After five years together, Justin Dedich hadn’t given much consideration to the fact that one day two staples of USC’s offensive line would be gone. After all the games playing alongside Brett Neilon and Andrew Vorhees, all the practices and meetings and random outings spent together, it always felt as if he’d have one more.

But Neilon, the Trojans longtime center, was carted off the field with an injury in the Pac-12 title game, and Vorhees, having battled nagging injuries all season, bowed out of the bowl to prepare for the NFL draft. Suddenly, there was no last hurrah and Dedich was playing center ahead of the Cotton Bowl, and Jonah Monheim had kicked inside to guard. An era had ended without warning.

“This is it,” Dedich said with a sigh. “It’s a harsh reality you gotta face. I’m glad we have a new group, and we’re playing well together, but those are my brothers. It makes me sad. It does.”

How harsh that reality winds up for USC depends in large part on Dedich, who’s likely to return for a sixth season as the anchor and leader of the Trojans’ offensive line. He and Monheim would be the only returning full-time starters on the line next year, making major change inevitable.

Those changes have been underway for weeks now. “It’s a brand new shuffle,” Dedich said.

With Dedich moving to center and Monheim to right guard, it’s still unclear how the other pieces will fit for USC. Gino Quinones started a game at guard earlier this season and was expected to slot in at left guard against Tulane, and redshirt freshman Mason Murphy will play one of the tackle spots.

Redshirt senior Bobby Haskins has been the Trojans’ starting left tackle for most of the season, after beating out Courtland Ford for the job.
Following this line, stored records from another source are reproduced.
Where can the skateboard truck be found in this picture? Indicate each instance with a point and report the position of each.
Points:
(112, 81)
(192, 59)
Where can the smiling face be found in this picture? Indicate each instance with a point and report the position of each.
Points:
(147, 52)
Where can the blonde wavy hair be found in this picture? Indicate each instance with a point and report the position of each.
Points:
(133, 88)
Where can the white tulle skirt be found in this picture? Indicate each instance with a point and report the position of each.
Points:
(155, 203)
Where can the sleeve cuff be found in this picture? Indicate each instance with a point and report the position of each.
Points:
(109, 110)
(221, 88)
But on Friday, offensive line coach Josh Henson hinted that “you’ll see a lot of [Ford] in the Cotton Bowl.”

More changes could be on the horizon. Transfer offensive tackle Michael Tarquin, who started eight games for Florida this season, committed to USC on Friday afternoon, giving the Trojans a much-needed bookend to Murphy at tackle. Five more freshmen offensive linemen will arrive from the incoming recruiting class, including talented four-star tackle Elijah Paige.

“There will be new faces coming in in the spring, and we’ll see how they fit in,” Henson said. “But it’s a head start for those out on the field practicing right now.”

USC should have no shortage of options to reorganize up front by spring. But it won’t be easy to replace what Vorhees and Neilon have meant to a unit that went through its share of ups and downs.

There was no replacing Neilon’s calm amid the chaos, Dedich and Monheim said. Nor could anyone keep them in check quite like Vorhees, whose many superstitions had become a part of the USC line’s identity.

Once, Dedich made the mistake of grabbing the wrong pregame energy drink for Vorhees.

“I usually grab him, like, Rainbow Unicorn, but I grabbed him, like, Strawberry Blast, and he lost it on me,” Dedich said with a laugh. “He was like, ‘Dude, if we lose this game, it’s because of this.’ ”

Dedich was feeling particularly wistful for those quirks Friday. But as he looked across the locker room at Monheim, he filled with a sense of hope for the future.

“That kid over there, Jonah is really stepping up,” he said.

Reminded he’s now technically the elder statesman of USC’s offensive line, Dedich shrugged. He still can’t quite see it that way. Not yet, at least.

“I guess I might be taking on that role, but I don’t know,” he said. “You just want the success of the room to be that great. Sometimes you’re the leader and you don’t really know it. You’re just playing ball.”